But here’s the thing – when I returned home, I found an envelope on my desk. Inside was a purse of silver coins. Old French ones, seventeenth century by the look of them. I sold one to a collector in Derby for more than enough to pay my bills for the month.The next morning, my own cat – a tabby I’d had for years – was lying stiff by the door, eyes open, mouth full of black fur.
You might expect that to have put me off entirely, but writers are strange creatures. We chase stories even when they snarl.
I began researching the Matagot in earnest, tracing its roots back through Provençal folklore. A spirit cat, they said, sometimes black, sometimes golden. It could take the form of a rat, a fox, even a serpent.

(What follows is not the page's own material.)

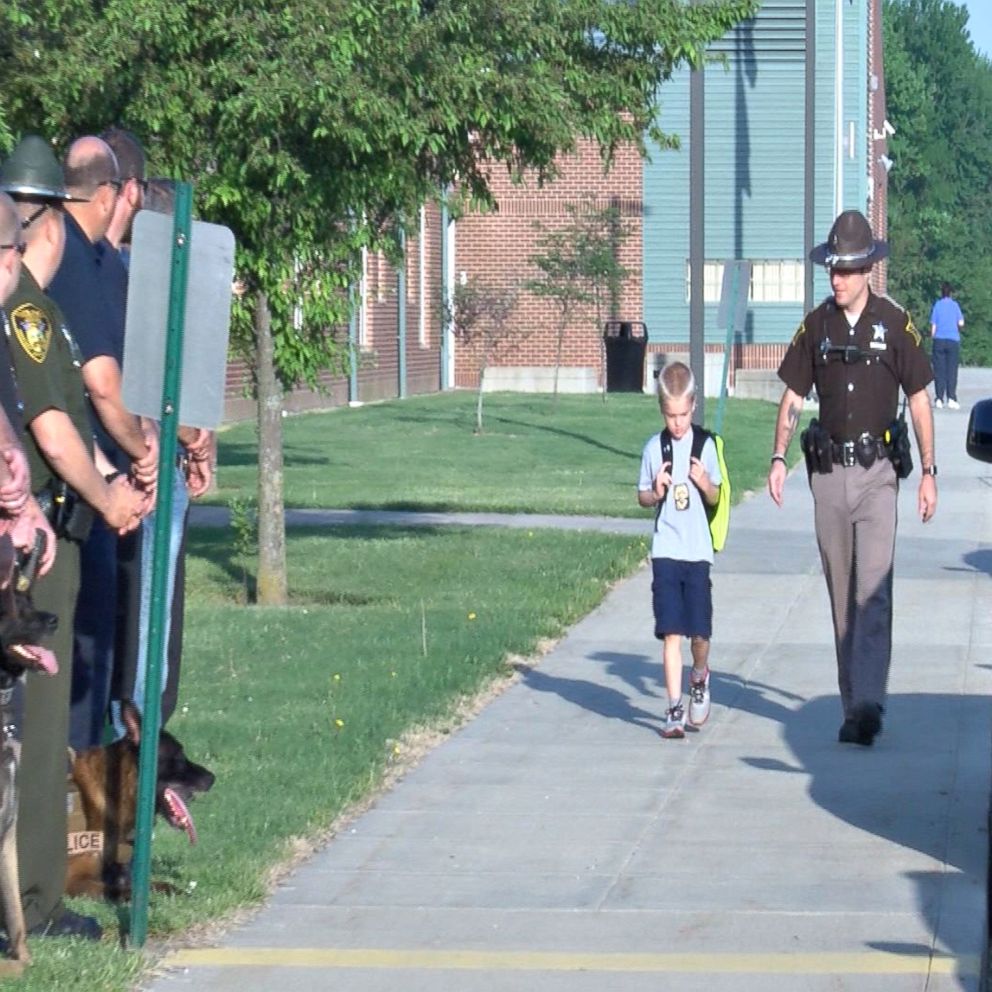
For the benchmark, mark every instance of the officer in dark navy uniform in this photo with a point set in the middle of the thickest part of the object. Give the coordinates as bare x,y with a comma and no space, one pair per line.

The word itself comes from mata, to kill, and got, meaning good fortune – a deadly blessing.
In the old tales, a traveller might find such a creature by crossroads at midnight. If he took it home, treated it well, and fed it the first morsel of his meal each day, it would make him rich. But neglect it, and ruin would follow.

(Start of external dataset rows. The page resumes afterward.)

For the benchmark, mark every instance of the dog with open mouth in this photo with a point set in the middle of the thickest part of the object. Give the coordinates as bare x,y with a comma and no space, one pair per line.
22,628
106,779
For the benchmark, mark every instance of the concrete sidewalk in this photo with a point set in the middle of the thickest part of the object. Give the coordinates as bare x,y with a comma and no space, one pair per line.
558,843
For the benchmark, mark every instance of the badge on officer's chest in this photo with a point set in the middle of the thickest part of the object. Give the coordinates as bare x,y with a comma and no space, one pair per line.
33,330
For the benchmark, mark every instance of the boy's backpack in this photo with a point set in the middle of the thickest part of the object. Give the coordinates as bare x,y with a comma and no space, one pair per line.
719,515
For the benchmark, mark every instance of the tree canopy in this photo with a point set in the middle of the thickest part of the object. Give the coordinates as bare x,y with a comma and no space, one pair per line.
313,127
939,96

I read accounts from the 1500s describing villages that vanished overnight, their wealth turned to ash. One legend told of a priest who tried to exorcise a Matagot and was found days later, face contorted, his cassock crawling with black hairs.

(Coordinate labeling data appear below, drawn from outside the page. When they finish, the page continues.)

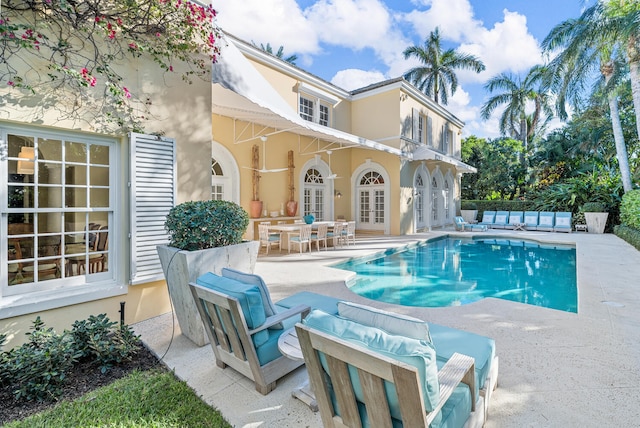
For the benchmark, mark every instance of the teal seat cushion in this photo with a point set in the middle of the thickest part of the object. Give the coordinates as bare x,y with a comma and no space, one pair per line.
417,353
448,341
391,322
313,300
248,296
249,278
268,351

Of course, you could dismiss these as medieval superstitions. I might have done the same, if it wasn’t for what happened next.
It was late one night, weeks after Henry’s funeral. I’d been writing, the only light from the lamp on my desk. The coins lay in a neat little pile. Something moved in the corner. Just a flicker, a suggestion of motion. I looked up, expecting to see the curtains stirring but there was nothing.
Then came the sound. A faint purr, low and steady. The temperature dropped, and the shadows thickened. I could smell it again – that singed fur and blood scent, unmistakable.
A voice whispered just behind my ear.
“Feed me.”
The jug of milk I’d brought from the kitchen meant for my tea trembled in my hand. I set it down on the desk without thinking.
The air shimmered.
It appeared.
Sleek, black, perfect.
Its eyes glowed like dying coals. It rubbed against my arm, and where it touched, the skin burned faintly.
“Feed me,” it said again, softer this time. “And you shall never want.”
I don’t remember agreeing. I only remember the next morning, the bowl empty, the coins gleaming brighter than before.
Since then, things have changed. My work sells better than it ever has. Editors who once ignored my letters now ask for more. I’ve not wanted for money, or luck, or inspiration.
But every night, I hear it moving about the house. Sometimes I find paw prints in the dust – wet, though there’s been no rain.
Once, I woke to find it sitting on my chest, staring down at me, its breath cold against my face.
I tried to stop feeding it once, to see what would happen. The next day, the boiler broke, and every light in the house flickered out. That night, I dreamt of Henry’s father, his mouth full of black fur.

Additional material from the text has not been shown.